Lexi Peters had had misgivings about spending the year in France. Turned down by Teach for America—You have a lot of promise. It’s just that the bar was set really high this year. We’d love you to reapply.—she still wanted to make a difference. She’d been about to take a post at a tiny school in rural Kenya when her dad told her about the Camp Paris job.
“The pay’s great. You could actually save something. And Teach for America specifically said a second language would boost your application next year.”
Lexi still wasn’t sure. Yes, the pay was great, but that was because the camp for wayward teens in the exclusive Parisian suburb of Neuilly was so outrageously expensive, only the super-rich could afford to send their kids there.
“I’m not interested in pandering to a bunch of spoiled, entitled rich kids,” she told her father. “I want to do something meaningful.”
“Don’t be such a reverse snob,” Don Peters countered robustly. “You think rich kids don’t suffer? You think addiction and mental illness give a shit how much your mom and dad are worth? Camp Paris kids all have problems, Lex. Helping them would be meaningful.
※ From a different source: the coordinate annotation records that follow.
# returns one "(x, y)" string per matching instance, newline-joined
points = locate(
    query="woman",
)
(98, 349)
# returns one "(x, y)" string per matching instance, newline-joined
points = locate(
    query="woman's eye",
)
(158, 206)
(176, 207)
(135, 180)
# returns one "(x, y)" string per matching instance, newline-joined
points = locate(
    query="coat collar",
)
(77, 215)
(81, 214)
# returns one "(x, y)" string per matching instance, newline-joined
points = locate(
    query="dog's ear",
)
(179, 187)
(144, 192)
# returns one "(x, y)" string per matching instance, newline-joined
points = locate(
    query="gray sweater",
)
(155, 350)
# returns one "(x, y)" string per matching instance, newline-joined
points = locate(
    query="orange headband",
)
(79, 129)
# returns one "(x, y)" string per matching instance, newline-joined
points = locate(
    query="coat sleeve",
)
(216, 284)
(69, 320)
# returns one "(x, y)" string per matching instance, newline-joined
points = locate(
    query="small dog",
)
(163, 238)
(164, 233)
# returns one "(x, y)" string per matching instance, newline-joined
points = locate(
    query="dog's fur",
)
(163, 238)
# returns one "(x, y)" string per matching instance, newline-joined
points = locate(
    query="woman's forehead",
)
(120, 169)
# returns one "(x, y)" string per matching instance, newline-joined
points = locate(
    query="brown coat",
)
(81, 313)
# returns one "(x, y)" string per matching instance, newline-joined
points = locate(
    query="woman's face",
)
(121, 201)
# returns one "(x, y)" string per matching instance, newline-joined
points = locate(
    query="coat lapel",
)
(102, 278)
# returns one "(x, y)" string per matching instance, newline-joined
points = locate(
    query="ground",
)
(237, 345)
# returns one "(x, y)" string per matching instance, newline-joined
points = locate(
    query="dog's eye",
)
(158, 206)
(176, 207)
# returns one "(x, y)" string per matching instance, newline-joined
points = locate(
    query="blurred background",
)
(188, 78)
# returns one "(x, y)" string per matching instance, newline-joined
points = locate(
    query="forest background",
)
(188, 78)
I think you’d learn a lot.”
Well, he was right about that, Lexi thought, leaning her bicycle up against the stable wall. I’ve learned so much here. I’ll be sad to go home.
The château that housed Camp Paris was a ridiculously grand, pre-revolutionary pile, complete with stable blocks for equine therapy, three different swimming pools and six of the most perfectly manicured lawn tennis courts Lexi had ever seen. Most of the staff left their bikes or cars at the stables, a short walk up a beautiful tree-lined drive to the school.
Pulling a pile of psychology books out of her bike basket, Lexi started towards the stable yard gate when a dark gray Nissan pulled in.
The driver stepped out and looked around him. He was very handsome, and oddly familiar, although he didn’t work at Camp Paris. There were only fifteen full-time staff and Lexi knew them all.